Es gibt Themen, die sind unbequem, tabu oder unbequem und tabu. In den Medien wird zwar hin und wieder über Kinderarmut in Deutschland berichtet, aber zwischen einer auf Statistiken basierenden Berichterstattung und der persönlich vorgetragenen Erfahrung nicht die finanziellen Mittel zu haben, um sich einfach zwischendurch etwas zu kaufen, nur weil man es haben will und morgens vor einem leeren Kühlschrank zu stehen, liegen Welten.

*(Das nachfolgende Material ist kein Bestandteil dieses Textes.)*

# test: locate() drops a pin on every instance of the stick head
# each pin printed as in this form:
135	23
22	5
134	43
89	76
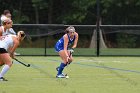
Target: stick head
28	65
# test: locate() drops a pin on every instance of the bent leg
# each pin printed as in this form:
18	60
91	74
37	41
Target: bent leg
6	59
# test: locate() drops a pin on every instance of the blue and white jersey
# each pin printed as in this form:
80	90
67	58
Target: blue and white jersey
60	44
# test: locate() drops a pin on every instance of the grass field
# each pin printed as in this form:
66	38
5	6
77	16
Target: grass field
87	75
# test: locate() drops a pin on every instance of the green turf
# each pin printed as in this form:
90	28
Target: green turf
81	51
87	75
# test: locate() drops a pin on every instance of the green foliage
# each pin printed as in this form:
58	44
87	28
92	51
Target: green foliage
18	18
126	40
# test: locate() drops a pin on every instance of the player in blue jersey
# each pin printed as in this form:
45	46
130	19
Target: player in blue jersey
69	39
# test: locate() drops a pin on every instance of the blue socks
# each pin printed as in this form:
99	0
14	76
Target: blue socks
61	67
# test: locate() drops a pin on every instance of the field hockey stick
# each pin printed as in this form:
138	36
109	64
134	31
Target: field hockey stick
27	65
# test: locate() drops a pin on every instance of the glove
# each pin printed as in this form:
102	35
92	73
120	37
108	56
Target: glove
71	50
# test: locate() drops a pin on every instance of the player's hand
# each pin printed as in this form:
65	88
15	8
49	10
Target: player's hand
68	58
71	50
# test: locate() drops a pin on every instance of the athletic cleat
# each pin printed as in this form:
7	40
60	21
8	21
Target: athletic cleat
3	79
61	76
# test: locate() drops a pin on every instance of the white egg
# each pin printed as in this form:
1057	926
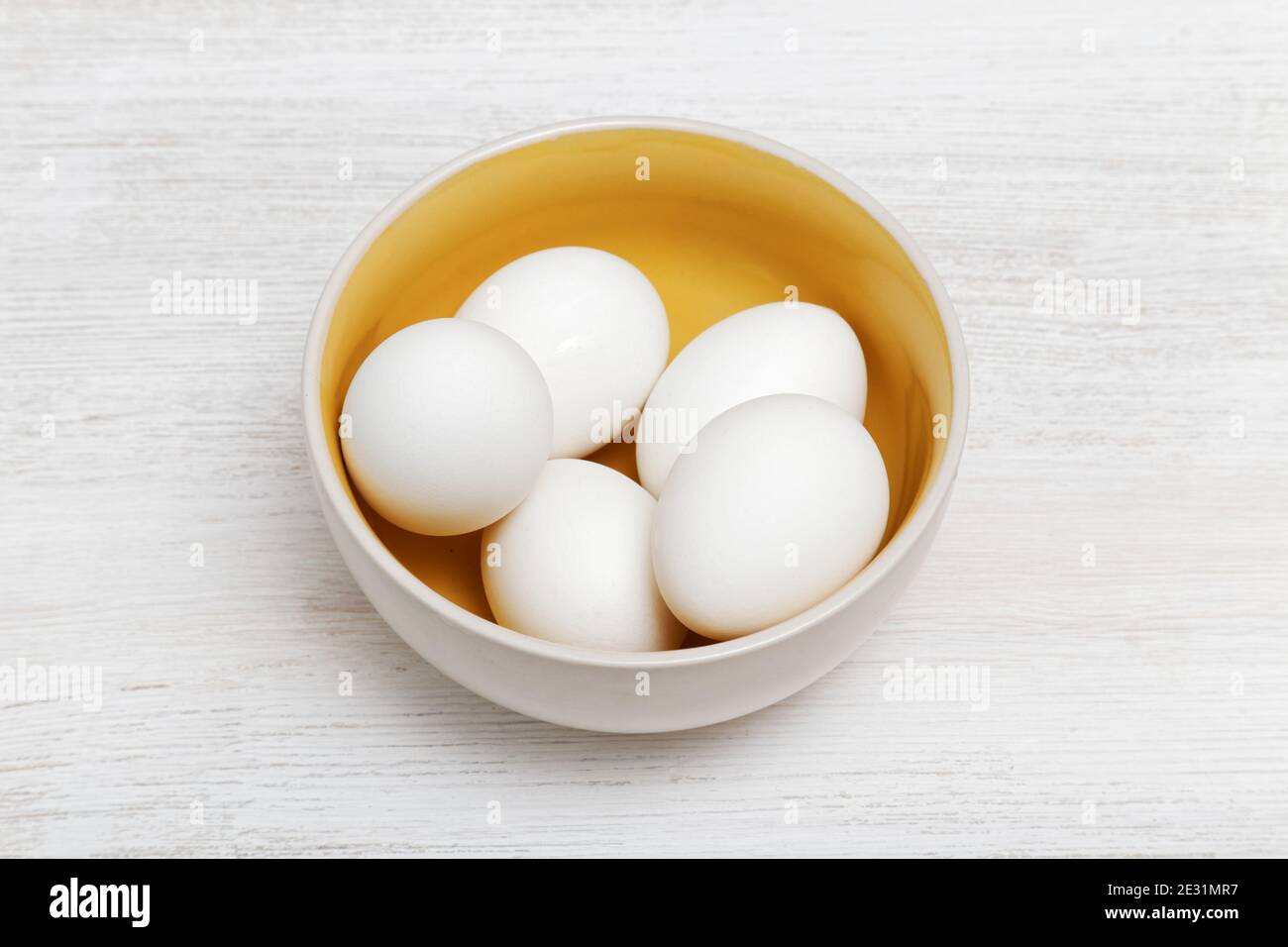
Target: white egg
449	427
593	325
784	500
765	350
572	564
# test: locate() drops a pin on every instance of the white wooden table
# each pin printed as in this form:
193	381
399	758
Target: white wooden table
1115	557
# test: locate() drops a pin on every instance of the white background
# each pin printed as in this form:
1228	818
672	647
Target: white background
1136	706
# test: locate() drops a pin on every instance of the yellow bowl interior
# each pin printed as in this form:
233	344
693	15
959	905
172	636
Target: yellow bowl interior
715	226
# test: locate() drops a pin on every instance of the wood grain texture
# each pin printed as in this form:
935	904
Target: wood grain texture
1151	684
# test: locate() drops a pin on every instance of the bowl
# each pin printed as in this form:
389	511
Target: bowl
719	219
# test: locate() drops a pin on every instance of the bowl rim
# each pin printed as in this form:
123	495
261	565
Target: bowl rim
331	489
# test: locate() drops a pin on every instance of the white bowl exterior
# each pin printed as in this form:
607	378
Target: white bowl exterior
681	694
599	690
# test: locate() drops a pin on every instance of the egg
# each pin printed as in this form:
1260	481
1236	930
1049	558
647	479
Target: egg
776	348
572	564
446	427
784	500
593	325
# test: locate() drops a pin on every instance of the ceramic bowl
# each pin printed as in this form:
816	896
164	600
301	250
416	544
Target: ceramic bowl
719	221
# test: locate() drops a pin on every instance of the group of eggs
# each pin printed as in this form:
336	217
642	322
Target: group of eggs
760	492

Gerade der leere Kühlschrank hat mich schockiert.

Armut ist eben nicht nur die fehlende Möglichkeit in Urlaub zu fahren, spontan ins Kino zu  gehen, einem Verein beizutreten, neue Kleidung zu kaufen, obwohl die alte noch tragbar ist, sondern tragischer Weise auch die fehlende Möglichkeit in ausreichender Menge Lebensmittel zu kaufen. Erst letzte Woche habe ich bei Rewe eine Tüte mit Grundnahrungsmitteln gekauft, die an Bedürftige weitergegeben werden. Mein Verdrängungsmechanismus wurde aber erst durch die Lektüre von Jutta Bauers Buch aufgebrochen. Es gibt Menschen, die können sich noch nicht einmal das leisten. Die von Jutta Bauer gesammelten Fragen von Schülern zu dem Thema beleuchten ganz unterschiedliche Seiten und dringen mit Fragen nach der Befindlichkeit auch emotional in tiefere Ebenen vor. Hier macht vor allem die Abwesenheit von Familie betroffen. Diejenigen,  die noch Kontakt haben, erleben diesen als Stütze und Motivation aber viele verneinen die Frage ohne weiteren Kommentar. Die Offenheit dieser Menschen, von denen sich viele trotz ihrer schwierigen Situation als zufrieden oder sogar glücklich bezeichnen, berührt und macht sehr, sehr nachdenklich.

Buchtipp von Minea Süss

Von 8 – 99

Bauer, Jutta: Armut – Schüler fragen nach, Carlsen, 2017, € 14,99.